En 1934, luego de pasar una temporada en Madrid, la familia Torres-García se trasladó a Montevideo, 43 años después de la partida del joven Joaquín. Una de las razones esgrimidas por el artista para el regreso al Uruguay, fue la necesidad de nutrirse del arte precolombino: “Toda América debe levantarse para crear un arte poderoso y virgen”. Sin embargo, el Uruguay se encuentra lejos de las civilizaciones donde floreció el arte precolombino. También tuvieron que ver en el regreso la crisis europea, la constante incomprensión que sufría Torres-García, que por entonces era casi sexagenario, su increíble vitalidad y la incesante búsqueda artística.
En Uruguay, Torres fue bien recibido y desarrolló una actividad frenética. Sin dejar de pintar, fundó la Asociación de Arte Constructivo, editó la revista Círculo y Cuadrado —continuando la tradición de Cercle et Carré— dictó cientos de conferencias, escribió nuevos libros, creó La Escuela del Sur y luego el Taller Torres-García. “El Sur es nuestro norte”, postuló, en un intento de abandonar la brújula de las vanguardias europeas y bogar por un arte puramente americano. El Taller se convirtió en el centro de la pintura uruguaya, reclutó por doquier discípulos y admiradores y cambió para siempre la pintura del Río de la Plata. El movimiento Madi, que integran más de sesenta artistas de países tan diversos como Argentina, Bélgica, España, Francia, Hungría, Italia y Japón, lo reconoce como un referente fundamental.
En 1978, un episodio lamentable provocó la pérdida de setenta y tres de sus obras. Venían de una exposición retrospectiva que se hizo en París y estaban expuestas en el Museo de Arte Moderno de Río de Janeiro, cuando un incendio las destruyó.

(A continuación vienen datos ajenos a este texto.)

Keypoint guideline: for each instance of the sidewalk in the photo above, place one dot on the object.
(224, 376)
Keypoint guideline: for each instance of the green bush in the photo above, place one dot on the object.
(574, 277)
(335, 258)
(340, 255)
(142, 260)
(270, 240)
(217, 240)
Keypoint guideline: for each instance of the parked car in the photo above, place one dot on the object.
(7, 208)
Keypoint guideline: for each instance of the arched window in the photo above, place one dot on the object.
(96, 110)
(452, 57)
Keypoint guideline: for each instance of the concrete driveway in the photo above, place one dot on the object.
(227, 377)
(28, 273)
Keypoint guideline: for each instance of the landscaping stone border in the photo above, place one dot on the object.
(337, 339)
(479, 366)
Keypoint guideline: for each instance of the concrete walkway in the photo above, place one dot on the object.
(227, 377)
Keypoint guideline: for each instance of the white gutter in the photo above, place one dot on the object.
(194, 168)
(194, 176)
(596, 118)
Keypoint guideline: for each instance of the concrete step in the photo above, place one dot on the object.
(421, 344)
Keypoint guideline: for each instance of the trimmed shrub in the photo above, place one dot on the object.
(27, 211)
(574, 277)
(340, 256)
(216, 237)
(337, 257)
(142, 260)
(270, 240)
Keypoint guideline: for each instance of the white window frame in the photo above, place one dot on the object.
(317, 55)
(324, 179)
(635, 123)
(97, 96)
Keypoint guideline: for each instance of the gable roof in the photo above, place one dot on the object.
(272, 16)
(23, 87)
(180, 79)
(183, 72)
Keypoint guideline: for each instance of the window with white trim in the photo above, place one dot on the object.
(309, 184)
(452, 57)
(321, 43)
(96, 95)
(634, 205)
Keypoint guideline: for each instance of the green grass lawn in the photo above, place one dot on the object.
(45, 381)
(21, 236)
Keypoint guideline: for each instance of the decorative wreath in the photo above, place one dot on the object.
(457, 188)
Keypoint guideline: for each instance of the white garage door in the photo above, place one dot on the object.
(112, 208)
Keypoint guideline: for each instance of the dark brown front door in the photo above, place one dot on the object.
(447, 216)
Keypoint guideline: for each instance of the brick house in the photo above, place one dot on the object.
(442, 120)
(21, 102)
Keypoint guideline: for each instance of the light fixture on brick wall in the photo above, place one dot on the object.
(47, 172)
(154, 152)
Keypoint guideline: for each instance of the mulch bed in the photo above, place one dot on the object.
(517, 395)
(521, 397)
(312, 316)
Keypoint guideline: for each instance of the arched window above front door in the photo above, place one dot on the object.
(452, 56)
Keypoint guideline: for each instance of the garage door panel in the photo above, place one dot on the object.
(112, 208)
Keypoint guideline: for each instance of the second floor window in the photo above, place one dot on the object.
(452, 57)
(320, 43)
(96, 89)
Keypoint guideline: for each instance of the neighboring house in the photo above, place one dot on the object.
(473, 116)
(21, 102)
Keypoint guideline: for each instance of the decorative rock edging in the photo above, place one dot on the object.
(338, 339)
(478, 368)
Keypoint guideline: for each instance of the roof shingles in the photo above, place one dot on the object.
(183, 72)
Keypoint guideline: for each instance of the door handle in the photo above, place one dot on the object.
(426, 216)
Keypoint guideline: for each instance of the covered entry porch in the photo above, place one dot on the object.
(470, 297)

Torres-García murió en Montevideo en 1949, a los setenta y cinco años. En las últimas décadas, la obra del maestro se ha valorizado. Los precios de las obras se multiplicaron y está presente en las colecciones de museos como el MOMA (Nueva York), el Pompidou (París) o el Reina Sofía (Madrid), entre otros.
Sin embargo, aún no está resuelta la cuestión de la valoración que se hace en los distintos países de la obra y la influencia de Torres-García, ni entre los entendidos, ni entre los curadores de museos y exposiciones. Hay quienes dicen que Torres-García es un artista, paradojalmente, cada vez con más futuro, y otros aseguran que siempre fue y será un incomprendido porque se alejó de las vanguardias en su infatigable búsqueda de un arte propio, fuera de cualquier escuela.

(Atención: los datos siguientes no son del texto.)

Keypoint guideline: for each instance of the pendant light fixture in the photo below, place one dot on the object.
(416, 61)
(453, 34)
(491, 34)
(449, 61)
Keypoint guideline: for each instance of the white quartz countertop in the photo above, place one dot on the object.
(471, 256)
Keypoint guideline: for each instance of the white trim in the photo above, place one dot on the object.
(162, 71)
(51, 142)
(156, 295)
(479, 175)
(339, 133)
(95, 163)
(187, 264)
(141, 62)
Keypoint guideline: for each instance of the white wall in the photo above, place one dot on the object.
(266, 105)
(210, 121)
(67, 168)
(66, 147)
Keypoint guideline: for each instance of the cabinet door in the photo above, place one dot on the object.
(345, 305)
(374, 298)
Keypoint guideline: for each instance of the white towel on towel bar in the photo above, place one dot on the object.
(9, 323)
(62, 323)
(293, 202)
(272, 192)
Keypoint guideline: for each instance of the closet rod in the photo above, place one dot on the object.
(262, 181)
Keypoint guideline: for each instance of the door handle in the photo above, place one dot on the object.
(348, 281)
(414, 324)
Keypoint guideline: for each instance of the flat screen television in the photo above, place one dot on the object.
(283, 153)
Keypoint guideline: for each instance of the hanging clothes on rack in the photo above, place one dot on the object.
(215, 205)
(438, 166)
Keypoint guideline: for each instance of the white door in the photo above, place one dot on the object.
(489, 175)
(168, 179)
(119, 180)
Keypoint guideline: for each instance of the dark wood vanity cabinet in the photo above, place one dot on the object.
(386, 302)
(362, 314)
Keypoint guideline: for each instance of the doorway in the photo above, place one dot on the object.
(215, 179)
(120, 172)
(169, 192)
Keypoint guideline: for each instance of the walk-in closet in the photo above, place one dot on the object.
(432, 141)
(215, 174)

En Uruguay, es imposible no ver la impronta de Torres-García. Tal como me pasó a mí al volver, después de 20 años de ausencia, y me pregunté por qué tantos pintores uruguayos insistían en meter todo dentro de cuadrados y rectángulos.
[2] Michel Seuphor, El estilo y el grito, Catorce ensayos sobre el arte de este siglo (Monte Ávila, 1965), citado por El País Cultural, Montevideo, 12/12/2003.
[3] Juan Carlos Onetti, Infidencias sobre Torres-García, tomado de Mundo Hispánico Mayo 1975, en http://www.torresgarcia.org.uy/uc_77_1.html.
[4] Joaquín Torres-García, Lección N° 72 en Universalismo Constructivo (Ed. Poseidón, Buenos Aires, 1944), citado por El País Cultural, Montevideo, 11/04/2003.